South Carolina’s no-aid clause, however, is not a Blaine Amendment. The no-aid clause originated earlier in 1868 during a constitutional convention comprised of a majority of Black delegates. When South Carolina, which had a predominantly Black population at the time of the Civil War, finally had to reckon with this reality after slavery was abolished, the no-aid clause was added to the constitution. The version at that time: “No religious sect or sects shall have exclusive right to, or control of any part of the school funds of the State.” If the no-aid clause reflects South Carolina’s bigoted past, then why did the 1868 Black delegates make this contribution to the constitution? Because religious schools are bigoted. If there is any doubt about this, consider that South Carolina’s very own Bob Jones University fought all the way to the U.S. Supreme Court in the 1980s in an attempt to retain its right to practice racial discrimination without losing its tax-exempt status.
In his introduction to the bill, Smith said repealing the no-aid clause is necessary, in part because it prevented Gov. Henry McMaster from routing federal relief funds to religious schools.
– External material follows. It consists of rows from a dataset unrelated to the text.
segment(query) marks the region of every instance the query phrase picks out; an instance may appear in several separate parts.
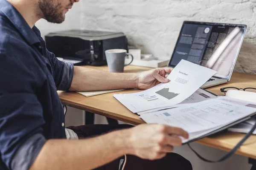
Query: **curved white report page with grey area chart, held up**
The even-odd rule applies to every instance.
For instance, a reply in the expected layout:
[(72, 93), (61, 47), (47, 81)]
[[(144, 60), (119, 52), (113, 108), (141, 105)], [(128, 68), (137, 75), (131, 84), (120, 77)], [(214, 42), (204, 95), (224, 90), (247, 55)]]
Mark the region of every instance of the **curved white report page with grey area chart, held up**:
[(167, 77), (170, 82), (138, 93), (115, 94), (114, 97), (133, 113), (169, 107), (183, 102), (214, 74), (214, 70), (181, 60)]

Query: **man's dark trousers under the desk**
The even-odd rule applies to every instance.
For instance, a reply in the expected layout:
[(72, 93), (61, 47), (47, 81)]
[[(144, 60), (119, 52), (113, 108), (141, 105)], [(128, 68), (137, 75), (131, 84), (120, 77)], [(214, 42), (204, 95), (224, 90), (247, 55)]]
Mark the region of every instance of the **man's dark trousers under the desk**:
[[(131, 125), (82, 125), (67, 127), (72, 129), (79, 137), (84, 139), (101, 134), (133, 127)], [(191, 163), (177, 153), (168, 153), (166, 157), (159, 160), (145, 160), (137, 156), (127, 155), (125, 170), (192, 170)], [(120, 159), (116, 159), (95, 170), (119, 170)]]

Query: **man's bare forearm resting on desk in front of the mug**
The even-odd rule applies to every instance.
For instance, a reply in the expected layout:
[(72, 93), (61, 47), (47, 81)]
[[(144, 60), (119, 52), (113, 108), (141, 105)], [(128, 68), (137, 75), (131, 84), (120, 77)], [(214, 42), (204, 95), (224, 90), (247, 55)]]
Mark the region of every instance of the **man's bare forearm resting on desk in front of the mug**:
[(99, 69), (74, 67), (69, 91), (99, 91), (137, 88), (138, 74), (110, 73)]

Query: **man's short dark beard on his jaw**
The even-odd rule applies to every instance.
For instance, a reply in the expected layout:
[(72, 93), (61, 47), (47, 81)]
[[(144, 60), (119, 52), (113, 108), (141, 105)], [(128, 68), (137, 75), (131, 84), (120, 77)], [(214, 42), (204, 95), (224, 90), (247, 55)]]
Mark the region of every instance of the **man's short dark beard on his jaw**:
[(65, 15), (63, 14), (63, 7), (61, 3), (55, 3), (57, 0), (39, 0), (38, 5), (42, 11), (44, 19), (50, 23), (63, 23)]

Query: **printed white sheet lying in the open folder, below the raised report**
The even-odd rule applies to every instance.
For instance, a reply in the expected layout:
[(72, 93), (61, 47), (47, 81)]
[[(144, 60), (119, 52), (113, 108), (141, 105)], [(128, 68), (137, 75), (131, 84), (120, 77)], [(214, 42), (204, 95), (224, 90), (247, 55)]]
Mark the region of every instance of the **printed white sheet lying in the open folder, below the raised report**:
[(256, 103), (218, 96), (178, 108), (141, 114), (140, 117), (147, 123), (183, 128), (189, 133), (189, 139), (183, 139), (184, 143), (233, 122), (249, 119), (253, 113), (256, 113)]

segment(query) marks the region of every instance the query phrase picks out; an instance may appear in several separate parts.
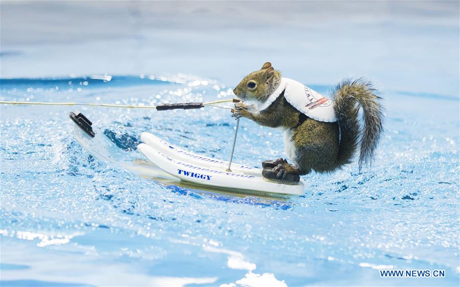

In 2020, in Adams v. McMaster, the South Carolina Supreme Court ruled that the no-aid clause prevented such an end run of public funding, but Smith does not believe courts should decide constitutional limits. His fix is to repeal the clause to prevent future funding litigation and misdirection by the judicial system. And that means adjusting the history to fit his needs.
Oklahoma, likewise, has a no-aid clause in its constitution. Additionally, Oklahoma has nonsectarian requirements in its Charter Schools Act, yet it recently approved the nation’s first religious charter school, which FFRF and a coalition will soon be challenging in court. In the revised application for the charter school, the Catholic applicants — not surprisingly — referred to the applicable constitutional nonsectarian protections as a version of a Blaine Amendment. In 2015, however, several justices on the Oklahoma Supreme Court explained, in Prescott v. Oklahoma Capitol Preservation Commission, that Oklahoma’s version is not a Blaine Amendment. It originated much later when Oklahoma was applying for statehood, in 1906, in the Oklahoma Enabling Act. Statehood was granted in 1907 and the clause was incorporated into the new state’s constitution. So which version is “correct?” The discriminatory historical version promoted by religious school applicants demanding public funding or the nondiscriminatory interpretation by the highest court in the state?
Oklahoma asked its residents to decide in 2016 if its no-aid clause should be repealed. State residents resoundingly said no. South Carolina voters will have the final say on their state’s version if the current bill passes and, hopefully, they will understand that their clause actually represents a measure introduced to prevent discrimination in the public school system. Let’s keep public funds in public schools.